Dans son dossier justificatif du CIR, l’entreprise va déclarer un certain nombre d’heures, allouées à des projets et des phases de travaux. Il est primordial que ces heures soient en cohérence avec  le projet. Nous observons une augmentation de la vigilance de l’administration sur cet aspect en particulier.

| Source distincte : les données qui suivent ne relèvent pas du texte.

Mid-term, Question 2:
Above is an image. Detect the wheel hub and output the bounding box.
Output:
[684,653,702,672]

Le meilleur conseil que l’on puisse donner à une entreprise déclarante est de répertorier de façon systémique les temps passés, bien avant de débuter la rédaction du rapport scientifique. Lors de la rédaction, l’entreprise devra décrire de manière détaillée les travaux et les données récoltées en adéquation avec le nombre d’heures déclarées.

 

6. Décrire des travaux sous-traités par des prestataires non agréés

Pour rappel, un prestataire peut obtenir un agrément lorsqu’il en fait la demande auprès de l’administration fiscale. Pour cela, il doit monter un dossier, similaire à celui du CIR, dans lequel il va présenter un des projets scientifiques réalisé. Ce dossier sert de support pour justifier qu’il est bien en mesure de faire de la R&D, du point de vue des exigences de l’administration fiscale.

L’agrément certifie que le prestataire conduit des activités éligibles au CIR et donc permet aux entreprises d’intégrer les sommes payées à ce prestataire dans leur assiette de CIR.

 

7. Négliger d’évoquer en conclusion les connaissances obtenues et capitalisées

Selon la définition donnée par le Ministère de la Recherche, pour qu’il y ait R&D, il faut qu’il y ait une augmentation du niveau des connaissances. Pour un rapport complet et pertinent, il faut donc prendre le soin de décrire avec précision en quoi les travaux entrepris ont donné lieu à un apport pour la communauté scientifique. Il est important de résumer les connaissances ou non-connaissances (autrement dit, que le résultat final soit positif ou négatif) acquises pendant l’année de recherche, ainsi que la manière dont peuvent être capitalisées ces connaissances au sein de l’entreprise.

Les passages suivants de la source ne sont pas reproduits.